JL : Oui, parce que pour moi la justice consolide la paix et la paix se nourrit de la justice. Il est important qu’on puisse travailler sur la justice pénale mais aussi pour la justice transitionnelle, pour que les gens puissent connaître la vérité. Nous avons demandé qu’on puisse nous aider à installer des chambres mixtes spécialisées pour traiter des crimes que la CPI n’a pas pris en compte, et aussi nous aider à mettre en place une commission Vérité et Réconciliation pour aider les gens à connaître la vérité sur les disparitions, sur la mort de beaucoup de gens qui ont été tués dans ce pays. Ça c’est très important. Toutefois, nous demandons aussi et nous exigeons la réforme effective de la justice nationale. Il faut qu’on aide les acteurs en les formant, en les équipant, en améliorant leurs conditions de travail et qu’on construise les prisons. Parce que si ce n’est pas fait, on n’arrivera jamais à améliorer la situation. 

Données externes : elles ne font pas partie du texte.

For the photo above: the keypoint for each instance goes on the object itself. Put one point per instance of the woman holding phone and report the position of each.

JusticeInfo.Net : Est-ce qu’il y a d’autres choses que l’ONU doit faire, selon vous, pour qu’on voie vraiment des résultats par rapport à cette Résolution ? 

JL : Oui, nous demandons que l’ONU repense sa façon de constituer les missions de paix, parce que finalement avec l’expérience du Congo, avec toutes les années que la Mission est là, on n’arrive pas à mettre fin à tous ces bandits, ces groupes armés qui continuent à tuer et à violer les femmes. Donc comment faire pour que la Résolution soit concrète, comment l’ONU peut aider pour que les missions de maintien de la paix restaurent effectivement la paix? Nous voulons que l’ONU puisse réfléchir sur ça et nous donner des réponses rapidement pour que nous ayons la paix.

Deuxième chose, c’est le soutien, avec des moyens financiers, des groupes de base. On dit qu’ on veut travailler avec les groupes de femmes, mais les Etats maintiennent les procédures. A Genève ici, je ne peux pas avoir de financements parce que je suis une organisation locale au Congo. Mais si c’était une organisation genevoise, j’aurais le financement. Il y a de l’argent ici, mais ils ne peuvent pas me le donner parce que je représente une organisation congolaise. On dit une chose et son contraire. Nous sommes engagées, nous avons la volonté, nous avons l’énergie. Mais nous voulons avoir les moyens pour faire correctement notre travail d’une façon durable, pour changer les mentalités, changer les comportements, changer les coutumes pour que nos enfants puissent un jour jouir de leurs droits humains au même titre que les autres femmes dans le monde.